Maîtriser son contenu. J’aime beaucoup la citation de George Bernard Shaw : “Je suis le présentateur le plus spontané́ du monde, parce que chaque mot, chaque geste, et chaque réplique ont été attentivement répétées.” N’écoutez pas ces personnes qui vous disent “Je n’avais rien préparé”. C’est faux. Tout le monde répète. Ce n’est pas une dévalorisation de l’expertise, bien au contraire. Cela démontre le caractère sérieux et professionnel de l’intervention. Évidemment, si un individu a déjà parlé plusieurs fois du même sujet, il n’a pas besoin de beaucoup s’entraîner. Au plus votre temps de présentation sera court, au plus votre préparation sera essentielle. Dans le cadre d’un TED, des coaches délivrent un formidable travail d’accompagnement. Une amie m’a dit : “Mais tu n’en as pas besoin, tu as l’habitude”. J’en avais besoin. J’ai bénéficié de feedbacks pertinents qui ont permis d’augmenter la qualité de l’intervention. L’avantage de la préparation, c’est que si vous êtes déstabilisé par une nouvelle ou un évènement (comme le fait de tomber malade), vous ne risquez pas de vous perdre. Votre message est tellement ancré dans votre mental que vous êtes capable de l’expliquer de manière semi-automatique, comme lorsque vous empruntez le même chemin pour rentrer chez vous.
Jauger son besoin de support. Pour les longues présentations, il est souvent nécessaire d’avoir des slides. La majorité de la population a une mémoire visuelle. Pour les courtes présentations, demandez-vous ce qui est utile. Parfois, quelques images aident, parfois, non. Bien adapté, votre support servira de boussole. Trop détaillé, il sera votre ennemi, la tentation sera trop grande de lire le texte contenu sur vos slides ou vos fiches. Vous ne voulez pas que votre audience lise ce qui est projeté derrière vous au risque de ne plus vous écouter. Si vous êtes sur scène, c’est pour délivrer un message personnellement.
Penser impact. Une fois votre script terminé, relisez-le et enlevez tout ce qui n’est pas nécessaire. Connaître les profils types de son audience aide. Il est préférable de transmettre un seul message de manière percutante plutôt que plusieurs messages à moitié compris.
Profiter. Même si trois personnes sur quatre auraient la phobie de parler en public, l’expérience en vaut la peine. Alors, profitez-en. Il m’est arrivé de sortir de scène et de me dire “ouf, c’est fait”. C’est surtout raté. Il est exceptionnel et précieux de pouvoir s’adresser à des dizaines, centaines, milliers de personnes à la fois.

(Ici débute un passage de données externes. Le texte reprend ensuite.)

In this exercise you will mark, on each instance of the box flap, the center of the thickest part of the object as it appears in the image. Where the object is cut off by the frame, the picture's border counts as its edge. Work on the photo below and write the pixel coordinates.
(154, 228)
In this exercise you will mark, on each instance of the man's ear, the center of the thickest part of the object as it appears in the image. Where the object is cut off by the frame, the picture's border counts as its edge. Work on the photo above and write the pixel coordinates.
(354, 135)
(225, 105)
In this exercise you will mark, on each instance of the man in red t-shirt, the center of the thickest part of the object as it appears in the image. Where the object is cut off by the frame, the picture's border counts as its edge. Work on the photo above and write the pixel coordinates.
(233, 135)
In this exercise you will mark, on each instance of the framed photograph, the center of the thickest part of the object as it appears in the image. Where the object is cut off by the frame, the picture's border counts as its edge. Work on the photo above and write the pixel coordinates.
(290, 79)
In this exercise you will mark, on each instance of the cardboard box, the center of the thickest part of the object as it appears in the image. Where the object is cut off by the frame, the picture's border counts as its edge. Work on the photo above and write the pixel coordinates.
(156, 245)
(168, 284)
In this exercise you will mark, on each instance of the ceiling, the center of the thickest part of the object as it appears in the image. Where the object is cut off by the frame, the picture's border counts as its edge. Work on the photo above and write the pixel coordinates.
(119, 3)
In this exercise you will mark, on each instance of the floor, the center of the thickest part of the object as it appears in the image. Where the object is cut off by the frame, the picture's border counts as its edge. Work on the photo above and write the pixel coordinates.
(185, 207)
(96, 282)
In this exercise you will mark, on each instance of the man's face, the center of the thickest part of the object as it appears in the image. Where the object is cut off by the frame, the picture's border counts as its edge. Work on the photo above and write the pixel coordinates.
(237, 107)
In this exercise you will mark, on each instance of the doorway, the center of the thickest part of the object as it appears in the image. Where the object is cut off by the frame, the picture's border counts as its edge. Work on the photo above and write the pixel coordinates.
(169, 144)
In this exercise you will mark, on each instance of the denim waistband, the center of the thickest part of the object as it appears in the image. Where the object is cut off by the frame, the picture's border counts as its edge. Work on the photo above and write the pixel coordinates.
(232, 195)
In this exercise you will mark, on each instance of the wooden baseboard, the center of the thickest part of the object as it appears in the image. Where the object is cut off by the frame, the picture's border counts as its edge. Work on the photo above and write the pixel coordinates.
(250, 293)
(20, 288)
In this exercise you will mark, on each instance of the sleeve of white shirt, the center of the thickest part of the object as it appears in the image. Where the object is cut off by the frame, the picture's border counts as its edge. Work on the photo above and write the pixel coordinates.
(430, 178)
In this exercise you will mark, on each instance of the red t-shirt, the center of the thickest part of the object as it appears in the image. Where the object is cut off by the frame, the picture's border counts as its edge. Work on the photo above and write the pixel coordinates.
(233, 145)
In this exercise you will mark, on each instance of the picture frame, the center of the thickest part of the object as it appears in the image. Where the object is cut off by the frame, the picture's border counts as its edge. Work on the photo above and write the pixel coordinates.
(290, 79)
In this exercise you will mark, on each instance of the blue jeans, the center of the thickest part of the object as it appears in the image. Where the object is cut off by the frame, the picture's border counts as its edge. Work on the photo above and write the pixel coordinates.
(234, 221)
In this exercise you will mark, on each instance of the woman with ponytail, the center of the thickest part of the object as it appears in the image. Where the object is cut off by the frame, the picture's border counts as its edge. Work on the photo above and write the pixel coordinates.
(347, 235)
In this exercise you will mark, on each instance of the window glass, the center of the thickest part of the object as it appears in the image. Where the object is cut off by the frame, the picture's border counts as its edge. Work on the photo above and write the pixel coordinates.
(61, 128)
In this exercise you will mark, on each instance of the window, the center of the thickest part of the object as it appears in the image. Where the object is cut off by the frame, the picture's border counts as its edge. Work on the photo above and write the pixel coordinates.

La scène n’est pas réservée à certaines personnes, vues comme naturelles dans ce rôle. La scène doit nous être accessible à toutes et tous, car tout le monde a quelque chose de différent à raconter. Lorsque nous organisons un événement, pensons à amener des individus moins connus à côté de personnalités connues, afin de favoriser l’émergence de nouvelles expertises et une plus grande diversité de représentation.
« Tu sais l’égo qu’il faut pour monter sur scène » chante le groupe belge Colt. Ayons suffisamment d’égo pour partager nos idées en public et d’humilité pour écouter les autres.